The vast majority of our patients that are able to get excellent results with interventional techniques combined with rehabilitation including, for many, inversion therapy.
What You Can Do at Home
Before beginning any home rehab program, and particularly inversion therapy, check with a qualified physician, physical therapist or chiropractor.
We recommend inversion therapy in conjunction with an exercise that strengthens and stabilizes the spine. For example, air squats, neural-flossing exercises, and inversion therapy.
Air squats are precisely what they sound like: you do a squat with the correct form. We encourage people to do 10 them four times a day in conjunction with inversion therapy. Inversion therapy and air squats are a powerful combination. People with bad knees or balance problems may not be able to do air squats. Everyone should take proper precautions- holding on to a secure bar or having a well place chair to avoid injury
Neural flossing is a simple exercise where you pull your knees into your chest and then straighten your legs up towards the ceiling.
In my experience, the best treatment of chronic spinal pain is a three-pronged approach: rehabilitation, interventional techniques, and medications. Inversion therapy is an important tool in the majority of properly selected patients.
While inversion therapy is not a cure all, and most of our patients need interventional procedures and medications to maximally control their pain, it is a useful adjunct to treatment.
We’ve seen an 80-85% success rate in biomedical spine pain and other chronic pain using our three-pronged approach.
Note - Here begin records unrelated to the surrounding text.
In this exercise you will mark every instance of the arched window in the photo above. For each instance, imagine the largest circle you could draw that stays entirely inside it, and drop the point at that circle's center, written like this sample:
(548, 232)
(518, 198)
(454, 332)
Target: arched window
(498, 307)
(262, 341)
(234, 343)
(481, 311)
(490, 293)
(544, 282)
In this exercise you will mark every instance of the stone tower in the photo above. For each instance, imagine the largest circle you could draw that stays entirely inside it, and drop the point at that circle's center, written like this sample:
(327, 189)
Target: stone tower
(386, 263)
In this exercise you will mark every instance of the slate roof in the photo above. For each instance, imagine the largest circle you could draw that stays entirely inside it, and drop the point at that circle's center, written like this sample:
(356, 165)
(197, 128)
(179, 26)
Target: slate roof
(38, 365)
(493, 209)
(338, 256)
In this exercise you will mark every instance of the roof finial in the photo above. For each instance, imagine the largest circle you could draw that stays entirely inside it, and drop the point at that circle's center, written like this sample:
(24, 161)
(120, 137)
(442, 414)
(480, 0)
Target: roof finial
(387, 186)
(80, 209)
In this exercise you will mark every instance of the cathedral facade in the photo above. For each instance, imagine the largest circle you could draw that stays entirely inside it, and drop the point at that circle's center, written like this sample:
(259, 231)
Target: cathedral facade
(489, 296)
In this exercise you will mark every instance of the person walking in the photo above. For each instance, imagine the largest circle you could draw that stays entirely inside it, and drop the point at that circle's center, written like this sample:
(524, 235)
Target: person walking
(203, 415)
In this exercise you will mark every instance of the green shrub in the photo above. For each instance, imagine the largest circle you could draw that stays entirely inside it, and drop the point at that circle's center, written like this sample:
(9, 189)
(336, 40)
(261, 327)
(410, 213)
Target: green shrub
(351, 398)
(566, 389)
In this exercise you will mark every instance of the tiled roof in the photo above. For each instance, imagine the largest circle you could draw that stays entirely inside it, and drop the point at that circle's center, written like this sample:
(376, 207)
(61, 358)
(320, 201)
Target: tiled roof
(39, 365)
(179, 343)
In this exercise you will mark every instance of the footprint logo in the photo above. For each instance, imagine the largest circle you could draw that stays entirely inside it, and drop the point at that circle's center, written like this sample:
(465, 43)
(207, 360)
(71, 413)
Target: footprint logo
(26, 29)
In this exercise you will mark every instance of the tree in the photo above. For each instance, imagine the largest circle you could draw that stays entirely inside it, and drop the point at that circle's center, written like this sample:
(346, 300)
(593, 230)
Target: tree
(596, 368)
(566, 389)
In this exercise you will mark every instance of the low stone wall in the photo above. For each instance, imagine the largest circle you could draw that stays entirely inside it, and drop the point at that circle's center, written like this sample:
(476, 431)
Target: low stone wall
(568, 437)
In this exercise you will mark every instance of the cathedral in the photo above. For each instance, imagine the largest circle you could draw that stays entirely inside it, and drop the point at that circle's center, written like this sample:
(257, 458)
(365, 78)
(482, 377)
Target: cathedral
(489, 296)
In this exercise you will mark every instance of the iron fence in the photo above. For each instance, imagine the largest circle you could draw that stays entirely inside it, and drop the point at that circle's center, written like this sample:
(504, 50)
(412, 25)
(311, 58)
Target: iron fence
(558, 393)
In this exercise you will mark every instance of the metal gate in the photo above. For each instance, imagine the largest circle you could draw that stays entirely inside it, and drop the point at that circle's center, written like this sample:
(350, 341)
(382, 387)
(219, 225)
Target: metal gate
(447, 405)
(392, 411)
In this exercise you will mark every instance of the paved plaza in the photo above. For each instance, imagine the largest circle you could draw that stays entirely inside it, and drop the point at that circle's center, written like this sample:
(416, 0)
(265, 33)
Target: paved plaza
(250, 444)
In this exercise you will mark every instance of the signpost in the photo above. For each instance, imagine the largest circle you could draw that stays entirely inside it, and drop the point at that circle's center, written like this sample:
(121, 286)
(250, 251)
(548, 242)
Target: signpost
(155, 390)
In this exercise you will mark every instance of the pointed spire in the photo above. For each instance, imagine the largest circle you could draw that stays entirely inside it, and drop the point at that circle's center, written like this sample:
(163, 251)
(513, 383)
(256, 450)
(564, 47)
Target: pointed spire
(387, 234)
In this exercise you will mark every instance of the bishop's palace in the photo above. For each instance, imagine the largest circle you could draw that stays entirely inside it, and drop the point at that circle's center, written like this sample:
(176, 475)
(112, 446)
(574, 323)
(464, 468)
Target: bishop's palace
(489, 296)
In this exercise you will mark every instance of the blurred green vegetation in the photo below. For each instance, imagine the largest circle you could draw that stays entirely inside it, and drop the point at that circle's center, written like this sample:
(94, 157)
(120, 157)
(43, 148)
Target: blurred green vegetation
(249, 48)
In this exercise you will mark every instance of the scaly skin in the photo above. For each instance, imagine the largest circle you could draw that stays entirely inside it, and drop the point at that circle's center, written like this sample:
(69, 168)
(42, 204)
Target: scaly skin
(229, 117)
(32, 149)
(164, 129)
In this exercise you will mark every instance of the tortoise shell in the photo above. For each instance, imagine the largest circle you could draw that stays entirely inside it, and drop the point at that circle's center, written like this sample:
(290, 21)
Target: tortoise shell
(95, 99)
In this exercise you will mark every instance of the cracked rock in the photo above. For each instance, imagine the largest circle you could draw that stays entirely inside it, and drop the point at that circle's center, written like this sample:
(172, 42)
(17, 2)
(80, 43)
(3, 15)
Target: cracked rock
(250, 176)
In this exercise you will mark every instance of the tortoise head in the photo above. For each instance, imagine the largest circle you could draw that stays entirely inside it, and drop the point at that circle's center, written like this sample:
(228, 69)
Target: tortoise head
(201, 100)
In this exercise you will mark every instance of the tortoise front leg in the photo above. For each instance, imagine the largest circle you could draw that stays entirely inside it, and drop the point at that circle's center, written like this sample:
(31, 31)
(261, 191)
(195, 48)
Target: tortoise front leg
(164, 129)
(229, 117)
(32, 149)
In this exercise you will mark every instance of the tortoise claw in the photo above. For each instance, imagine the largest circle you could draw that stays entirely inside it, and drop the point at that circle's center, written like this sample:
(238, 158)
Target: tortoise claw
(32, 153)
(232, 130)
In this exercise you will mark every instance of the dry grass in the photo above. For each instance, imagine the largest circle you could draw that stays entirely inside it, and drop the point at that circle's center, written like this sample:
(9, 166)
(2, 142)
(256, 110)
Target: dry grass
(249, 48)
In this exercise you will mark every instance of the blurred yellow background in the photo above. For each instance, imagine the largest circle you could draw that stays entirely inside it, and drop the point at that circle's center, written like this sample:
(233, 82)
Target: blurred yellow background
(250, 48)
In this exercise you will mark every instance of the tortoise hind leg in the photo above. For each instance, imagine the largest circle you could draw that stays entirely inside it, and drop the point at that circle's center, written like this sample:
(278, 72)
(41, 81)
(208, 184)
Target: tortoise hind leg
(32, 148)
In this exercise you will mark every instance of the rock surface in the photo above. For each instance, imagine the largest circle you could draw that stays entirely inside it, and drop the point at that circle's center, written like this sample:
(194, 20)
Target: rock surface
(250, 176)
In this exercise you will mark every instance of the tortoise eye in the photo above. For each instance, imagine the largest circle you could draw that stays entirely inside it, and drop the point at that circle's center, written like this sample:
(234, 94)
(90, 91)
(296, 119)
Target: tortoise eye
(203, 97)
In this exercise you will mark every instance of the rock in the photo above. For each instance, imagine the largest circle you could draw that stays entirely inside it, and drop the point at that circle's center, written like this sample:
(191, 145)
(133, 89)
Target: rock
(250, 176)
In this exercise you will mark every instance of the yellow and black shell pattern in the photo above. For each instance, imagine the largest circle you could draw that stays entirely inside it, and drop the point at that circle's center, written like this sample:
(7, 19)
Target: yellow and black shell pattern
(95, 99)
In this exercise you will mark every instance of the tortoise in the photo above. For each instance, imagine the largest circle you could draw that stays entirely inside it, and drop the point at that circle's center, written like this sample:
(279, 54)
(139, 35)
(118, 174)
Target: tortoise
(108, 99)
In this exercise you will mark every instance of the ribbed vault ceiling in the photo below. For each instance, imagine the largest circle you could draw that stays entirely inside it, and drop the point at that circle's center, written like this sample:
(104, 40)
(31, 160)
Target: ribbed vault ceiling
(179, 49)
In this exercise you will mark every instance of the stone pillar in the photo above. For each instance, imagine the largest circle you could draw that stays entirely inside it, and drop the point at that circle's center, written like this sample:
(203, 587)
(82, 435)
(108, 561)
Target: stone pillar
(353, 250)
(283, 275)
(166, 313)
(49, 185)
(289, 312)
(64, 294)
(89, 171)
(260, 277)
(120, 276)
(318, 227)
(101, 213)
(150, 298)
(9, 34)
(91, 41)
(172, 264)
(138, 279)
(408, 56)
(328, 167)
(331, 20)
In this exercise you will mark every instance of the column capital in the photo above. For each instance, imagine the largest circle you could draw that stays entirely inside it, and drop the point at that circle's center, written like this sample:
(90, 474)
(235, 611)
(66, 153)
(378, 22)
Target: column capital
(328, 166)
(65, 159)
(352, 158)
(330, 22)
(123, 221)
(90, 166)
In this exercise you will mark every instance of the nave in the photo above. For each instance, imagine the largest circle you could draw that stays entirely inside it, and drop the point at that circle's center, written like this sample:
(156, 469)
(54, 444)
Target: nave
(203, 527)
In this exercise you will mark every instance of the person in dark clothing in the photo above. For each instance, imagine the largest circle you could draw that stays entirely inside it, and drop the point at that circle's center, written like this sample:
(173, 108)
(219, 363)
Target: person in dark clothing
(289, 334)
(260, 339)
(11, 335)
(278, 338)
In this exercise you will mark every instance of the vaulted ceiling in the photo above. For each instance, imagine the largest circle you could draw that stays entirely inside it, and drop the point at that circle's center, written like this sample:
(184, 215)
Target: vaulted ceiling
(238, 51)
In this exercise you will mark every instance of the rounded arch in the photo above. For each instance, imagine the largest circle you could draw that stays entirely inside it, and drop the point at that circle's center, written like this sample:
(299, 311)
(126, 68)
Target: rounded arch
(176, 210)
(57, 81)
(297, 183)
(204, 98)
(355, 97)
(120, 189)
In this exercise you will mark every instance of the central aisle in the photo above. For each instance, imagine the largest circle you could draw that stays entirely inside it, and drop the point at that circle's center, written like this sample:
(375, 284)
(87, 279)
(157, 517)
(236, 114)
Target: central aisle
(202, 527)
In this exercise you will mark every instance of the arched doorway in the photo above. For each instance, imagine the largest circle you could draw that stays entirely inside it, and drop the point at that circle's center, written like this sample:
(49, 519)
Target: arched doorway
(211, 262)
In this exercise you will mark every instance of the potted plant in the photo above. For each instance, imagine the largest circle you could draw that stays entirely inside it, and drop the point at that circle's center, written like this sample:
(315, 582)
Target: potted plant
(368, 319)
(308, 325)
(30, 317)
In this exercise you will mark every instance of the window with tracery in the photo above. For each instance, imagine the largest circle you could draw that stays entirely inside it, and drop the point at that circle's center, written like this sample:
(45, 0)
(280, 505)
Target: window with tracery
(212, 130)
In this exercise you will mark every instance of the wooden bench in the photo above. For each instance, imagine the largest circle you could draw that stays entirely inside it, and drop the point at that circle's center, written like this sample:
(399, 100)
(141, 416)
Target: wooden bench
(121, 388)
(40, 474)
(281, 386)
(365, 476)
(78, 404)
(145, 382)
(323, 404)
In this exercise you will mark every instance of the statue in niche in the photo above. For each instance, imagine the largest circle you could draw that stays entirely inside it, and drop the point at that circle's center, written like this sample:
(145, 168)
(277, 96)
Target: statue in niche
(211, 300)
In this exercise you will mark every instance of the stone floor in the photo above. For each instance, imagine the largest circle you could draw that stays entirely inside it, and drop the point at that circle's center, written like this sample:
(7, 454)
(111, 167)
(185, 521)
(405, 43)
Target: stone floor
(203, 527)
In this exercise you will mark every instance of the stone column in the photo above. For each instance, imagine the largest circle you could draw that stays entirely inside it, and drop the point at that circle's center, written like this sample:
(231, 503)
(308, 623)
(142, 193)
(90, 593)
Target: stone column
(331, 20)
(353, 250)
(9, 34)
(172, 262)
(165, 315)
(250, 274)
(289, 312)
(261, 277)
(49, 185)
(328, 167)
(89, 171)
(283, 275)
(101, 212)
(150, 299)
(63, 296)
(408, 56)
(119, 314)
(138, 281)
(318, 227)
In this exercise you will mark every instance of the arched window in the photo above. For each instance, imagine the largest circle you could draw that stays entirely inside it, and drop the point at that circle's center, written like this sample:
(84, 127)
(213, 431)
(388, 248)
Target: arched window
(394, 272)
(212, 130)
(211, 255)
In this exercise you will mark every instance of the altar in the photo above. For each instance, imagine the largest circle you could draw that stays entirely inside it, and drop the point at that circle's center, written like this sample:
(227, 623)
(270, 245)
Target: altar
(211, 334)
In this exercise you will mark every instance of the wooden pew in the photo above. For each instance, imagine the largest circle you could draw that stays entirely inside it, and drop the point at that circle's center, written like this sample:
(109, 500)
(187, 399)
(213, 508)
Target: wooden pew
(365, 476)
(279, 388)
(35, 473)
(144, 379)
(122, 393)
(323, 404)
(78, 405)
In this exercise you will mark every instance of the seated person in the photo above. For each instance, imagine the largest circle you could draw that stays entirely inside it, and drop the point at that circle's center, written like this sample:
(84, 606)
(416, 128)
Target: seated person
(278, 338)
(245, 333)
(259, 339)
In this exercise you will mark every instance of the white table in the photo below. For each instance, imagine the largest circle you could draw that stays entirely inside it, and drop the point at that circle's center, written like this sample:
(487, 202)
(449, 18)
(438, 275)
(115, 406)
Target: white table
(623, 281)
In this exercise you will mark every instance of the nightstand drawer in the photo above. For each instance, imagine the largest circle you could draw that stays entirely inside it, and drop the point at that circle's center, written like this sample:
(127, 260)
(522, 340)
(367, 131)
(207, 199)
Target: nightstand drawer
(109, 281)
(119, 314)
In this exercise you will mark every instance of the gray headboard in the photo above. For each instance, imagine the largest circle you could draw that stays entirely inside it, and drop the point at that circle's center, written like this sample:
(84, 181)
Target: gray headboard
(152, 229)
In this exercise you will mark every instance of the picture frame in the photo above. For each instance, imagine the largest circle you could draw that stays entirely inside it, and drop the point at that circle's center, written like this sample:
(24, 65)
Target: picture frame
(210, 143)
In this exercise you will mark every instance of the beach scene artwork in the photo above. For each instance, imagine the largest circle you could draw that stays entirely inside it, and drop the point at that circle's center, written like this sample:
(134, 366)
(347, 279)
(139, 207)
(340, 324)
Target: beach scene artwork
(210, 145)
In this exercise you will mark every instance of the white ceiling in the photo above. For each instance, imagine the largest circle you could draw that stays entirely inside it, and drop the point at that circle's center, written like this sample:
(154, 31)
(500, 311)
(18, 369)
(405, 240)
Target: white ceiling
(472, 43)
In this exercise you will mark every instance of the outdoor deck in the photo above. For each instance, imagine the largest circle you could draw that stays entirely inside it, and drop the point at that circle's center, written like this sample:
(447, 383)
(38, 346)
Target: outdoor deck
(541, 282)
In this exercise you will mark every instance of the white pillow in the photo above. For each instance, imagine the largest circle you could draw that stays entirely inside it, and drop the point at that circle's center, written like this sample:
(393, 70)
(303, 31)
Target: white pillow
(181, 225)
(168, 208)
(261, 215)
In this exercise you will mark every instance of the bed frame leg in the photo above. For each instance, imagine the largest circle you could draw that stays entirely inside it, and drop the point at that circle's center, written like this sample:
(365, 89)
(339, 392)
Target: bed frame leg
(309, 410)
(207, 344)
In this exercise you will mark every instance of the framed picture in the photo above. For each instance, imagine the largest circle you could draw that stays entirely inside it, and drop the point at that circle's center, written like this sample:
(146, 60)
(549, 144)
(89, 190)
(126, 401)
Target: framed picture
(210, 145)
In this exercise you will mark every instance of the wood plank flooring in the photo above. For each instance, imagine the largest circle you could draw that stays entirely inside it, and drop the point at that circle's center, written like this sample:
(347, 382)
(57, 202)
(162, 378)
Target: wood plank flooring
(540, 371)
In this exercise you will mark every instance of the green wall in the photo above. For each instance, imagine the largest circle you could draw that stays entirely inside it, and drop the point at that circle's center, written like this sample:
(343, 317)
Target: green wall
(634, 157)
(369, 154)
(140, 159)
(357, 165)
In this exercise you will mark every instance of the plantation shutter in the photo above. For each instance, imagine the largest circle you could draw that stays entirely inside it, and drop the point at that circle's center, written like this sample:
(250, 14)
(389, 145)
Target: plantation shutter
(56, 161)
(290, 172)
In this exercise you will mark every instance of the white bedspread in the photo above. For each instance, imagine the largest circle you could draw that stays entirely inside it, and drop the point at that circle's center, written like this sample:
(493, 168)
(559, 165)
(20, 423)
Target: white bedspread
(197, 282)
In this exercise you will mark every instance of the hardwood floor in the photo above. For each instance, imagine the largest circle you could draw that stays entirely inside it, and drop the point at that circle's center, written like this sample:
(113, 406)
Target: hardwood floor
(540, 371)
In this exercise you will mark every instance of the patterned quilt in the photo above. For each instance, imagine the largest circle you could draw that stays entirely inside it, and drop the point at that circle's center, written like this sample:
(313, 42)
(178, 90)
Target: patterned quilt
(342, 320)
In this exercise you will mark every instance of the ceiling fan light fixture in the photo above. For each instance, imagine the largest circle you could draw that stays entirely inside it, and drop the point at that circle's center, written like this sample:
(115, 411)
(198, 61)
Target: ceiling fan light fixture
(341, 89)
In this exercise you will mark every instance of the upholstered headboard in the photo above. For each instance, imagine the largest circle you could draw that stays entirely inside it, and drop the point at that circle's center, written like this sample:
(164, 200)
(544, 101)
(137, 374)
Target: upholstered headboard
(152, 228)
Even patients who have had surgery and still have pain are likely to get good results with this approach.If you can improve the biomechanics, you can reverse some of the degenerative changes – not all changes, but enough to make a difference
Even people who failed to improve in the past have hope today. Techniques are better and technical advances in Spinal Cord Stimulation are revolutionizing the treatment of chronic pain.